TSA Issues Secret Warning on ‘Catastrophic’ Threat to Aviation - eplanit
https://firstlook.org/theintercept/2015/02/25/tsa-issues-secret-warning-catastrophic-threat-aviation/
======
Someone1234
I think the reason why they haven't released information on how to combat a
Thermite Fire is because, frankly, it cannot be stopped. Even under lab
conditions it is only just plausible, but with the limitations of pressure and
safety, there's nothing you could have on an aircraft to combat it. All you
can do is land ASAP and hope for the best.

I very rarely say this, but in this specific case I question why someone would
leak this.

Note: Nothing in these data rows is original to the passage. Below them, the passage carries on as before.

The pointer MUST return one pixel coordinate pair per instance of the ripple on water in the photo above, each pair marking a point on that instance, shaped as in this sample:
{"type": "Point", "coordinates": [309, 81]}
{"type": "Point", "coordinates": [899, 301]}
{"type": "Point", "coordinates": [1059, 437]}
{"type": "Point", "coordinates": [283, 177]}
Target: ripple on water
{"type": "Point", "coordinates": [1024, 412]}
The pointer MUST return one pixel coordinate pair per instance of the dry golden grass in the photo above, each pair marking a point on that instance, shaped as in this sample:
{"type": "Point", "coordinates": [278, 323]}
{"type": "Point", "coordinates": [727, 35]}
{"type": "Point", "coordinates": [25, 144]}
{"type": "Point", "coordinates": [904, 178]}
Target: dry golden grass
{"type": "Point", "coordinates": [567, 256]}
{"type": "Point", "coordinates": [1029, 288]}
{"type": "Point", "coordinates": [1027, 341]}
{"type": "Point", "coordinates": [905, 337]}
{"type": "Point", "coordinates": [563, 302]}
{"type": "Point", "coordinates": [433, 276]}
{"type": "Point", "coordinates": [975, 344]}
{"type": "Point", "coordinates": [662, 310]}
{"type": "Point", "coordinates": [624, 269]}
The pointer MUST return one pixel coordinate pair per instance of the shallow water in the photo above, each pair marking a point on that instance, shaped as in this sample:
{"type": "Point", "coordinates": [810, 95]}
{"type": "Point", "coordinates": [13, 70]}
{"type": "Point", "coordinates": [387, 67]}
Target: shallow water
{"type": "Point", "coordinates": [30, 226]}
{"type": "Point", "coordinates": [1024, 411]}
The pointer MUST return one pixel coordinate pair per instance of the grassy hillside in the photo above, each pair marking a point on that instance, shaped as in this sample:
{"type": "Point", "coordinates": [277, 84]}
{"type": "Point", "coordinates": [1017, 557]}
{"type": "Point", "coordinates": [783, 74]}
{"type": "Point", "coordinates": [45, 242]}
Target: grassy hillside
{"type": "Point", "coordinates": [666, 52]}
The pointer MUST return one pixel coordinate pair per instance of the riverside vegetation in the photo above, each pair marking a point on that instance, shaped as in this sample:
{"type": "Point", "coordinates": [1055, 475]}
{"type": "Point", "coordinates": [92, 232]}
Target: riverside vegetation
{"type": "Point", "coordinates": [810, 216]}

I'm sure their intent was to get public attention on the issue, but
all they're accomplished is giving any potential bad guys notice of what was
effective less than three months ago, and reminding them of an attack vector
which is hard to combat logistically.

Some leaks are in the public good, like Snowden, I am just not sure this
specific leak is even if Thermite itself isn't remotely secret or unknown. It
is just painting a bullseye on one way of committing an attack.

Maybe someone in the DHS leaked this hoping someone would use it, so that the
DHS continues to get funding (given the recent struggle to get them re-
funded). That's kind of what happened with the Anthrax case (i.e. it got
leaked and the USG spent tons more on R&D in that area).